Re: I have a few questions about random processes ...
- From: "Fred Marshall" <fmarshallx@xxxxxxxxxxxxxxxxxxxx>
- Date: Sat, 8 Oct 2005 08:01:50 -0700
"comtech" <comtech.usa@xxxxxxxxx> wrote in message
news:1128757300.913454.30520@xxxxxxxxxxxxxxxxxxxxxxxxxxxxxxx
> Hi all,
>
> I am trying to think conceptually about these questions... please help
> me! Thank you very much!
>
> 1. Is there such a random process called exponential process, similar
> to what is called the Gaussian process?
>
> 2. Can all probability distribution be generated from uniform
> distribution? (even non-invertible functions)?
>
> 3. Why people take the Foureir Transform of the autocorrelation
> function instead of the random process itself? What's the reasoning
> behind it?
>
> What's the relationship between the PSD fo random process(Fourier
> Transform of autocorrelation function) vs. the Fourier Transform of
> random process treated as a time function itself?
>
> 4. Gaussion process is a process that is completely determined by its
> first and second order statistics... is a process which is completely
> determined by its first and second order statistics a Gaussian process?
>
>
> What is the process which is completely determiend by its first order
> statistics?
>
> What is the process which is completely determined by its first, second
> and third statistics?
It seems obvious that you're not working on learning about one thing or
solving *a* problem. Maybe you can help us understand the context of your
questions - i.e. why are you asking? Or, more bluntly, this sounds way too
much like homework.
> 1. Is there such a random process called exponential process, similar
> to what is called the Gaussian process?
Close but no cigar. Google is your friend.

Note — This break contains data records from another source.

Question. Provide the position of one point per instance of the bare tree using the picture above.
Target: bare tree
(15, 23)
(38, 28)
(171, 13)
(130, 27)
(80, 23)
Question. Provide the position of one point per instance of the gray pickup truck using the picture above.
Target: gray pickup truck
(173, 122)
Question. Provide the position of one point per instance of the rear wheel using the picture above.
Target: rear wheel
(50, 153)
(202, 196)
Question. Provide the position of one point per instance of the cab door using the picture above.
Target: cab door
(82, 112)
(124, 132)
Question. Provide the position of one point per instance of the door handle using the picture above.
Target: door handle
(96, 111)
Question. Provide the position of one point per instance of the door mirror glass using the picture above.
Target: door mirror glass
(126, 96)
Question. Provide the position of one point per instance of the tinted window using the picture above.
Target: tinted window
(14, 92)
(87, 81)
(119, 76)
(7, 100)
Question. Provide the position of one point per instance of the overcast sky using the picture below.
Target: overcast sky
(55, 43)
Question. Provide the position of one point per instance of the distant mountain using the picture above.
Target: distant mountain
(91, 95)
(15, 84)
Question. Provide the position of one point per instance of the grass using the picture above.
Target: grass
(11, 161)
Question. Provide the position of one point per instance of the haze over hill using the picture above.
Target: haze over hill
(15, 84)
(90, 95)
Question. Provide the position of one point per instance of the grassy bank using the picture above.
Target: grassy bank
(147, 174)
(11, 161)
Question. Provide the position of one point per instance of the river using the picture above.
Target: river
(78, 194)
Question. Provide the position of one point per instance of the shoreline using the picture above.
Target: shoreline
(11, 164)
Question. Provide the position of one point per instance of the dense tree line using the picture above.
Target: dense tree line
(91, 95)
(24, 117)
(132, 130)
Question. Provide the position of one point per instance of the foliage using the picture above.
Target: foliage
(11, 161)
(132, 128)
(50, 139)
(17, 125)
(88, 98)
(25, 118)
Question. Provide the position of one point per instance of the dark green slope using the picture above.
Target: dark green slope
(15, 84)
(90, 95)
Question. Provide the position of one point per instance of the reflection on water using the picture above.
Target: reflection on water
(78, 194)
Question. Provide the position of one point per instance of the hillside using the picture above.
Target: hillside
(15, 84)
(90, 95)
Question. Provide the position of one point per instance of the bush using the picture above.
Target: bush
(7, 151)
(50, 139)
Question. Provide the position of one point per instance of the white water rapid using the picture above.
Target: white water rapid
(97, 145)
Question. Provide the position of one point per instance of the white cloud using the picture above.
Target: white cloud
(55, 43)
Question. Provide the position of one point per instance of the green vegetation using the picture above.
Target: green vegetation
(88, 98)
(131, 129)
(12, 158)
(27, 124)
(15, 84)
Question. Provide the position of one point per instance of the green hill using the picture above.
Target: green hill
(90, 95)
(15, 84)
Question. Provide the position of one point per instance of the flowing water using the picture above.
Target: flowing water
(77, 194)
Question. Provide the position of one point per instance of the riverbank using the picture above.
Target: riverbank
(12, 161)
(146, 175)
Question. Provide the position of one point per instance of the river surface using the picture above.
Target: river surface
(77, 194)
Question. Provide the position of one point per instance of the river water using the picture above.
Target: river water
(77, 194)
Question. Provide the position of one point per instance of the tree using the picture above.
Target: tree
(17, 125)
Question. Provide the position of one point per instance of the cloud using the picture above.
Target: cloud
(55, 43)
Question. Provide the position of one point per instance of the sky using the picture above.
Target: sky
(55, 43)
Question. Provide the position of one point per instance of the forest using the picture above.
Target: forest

> 2. Can all probability distribution be generated from uniform
> distribution? (even non-invertible functions)?
No way - unless you define "generate" differently than I do or have
constraints that haven't been stated ... and you may well.
I normally think of the generation (or calculation) of probability density
functions as combinations of PDFs for things that are used or connected
together. For example, if I have a family of resistors that each have a
uniform distribution of their values within the tolerance range then what is
the PDF for 2 resistors in series? 3? etc.
The resulting PDF is the convolution of the PDFs of the individual
resistors.
So, 2 resistors yield a triangular PDF, etc. What about 2 resistors in
parallel?
Sometimes things have a bimodal PDF - it peaks at the edges and is zero in
the middle. For example, this is indicative of a distribution of culled
part values - the center valued parts have been removed because they
represent a population with better tolerance.
I see no way to "generate" the bimodal PDF from a single uniform
distribution.
I guess you could add two disjoint uniform PDFs together - but is that to
"generate"?
Maybe in "signals" these examples are off the chart....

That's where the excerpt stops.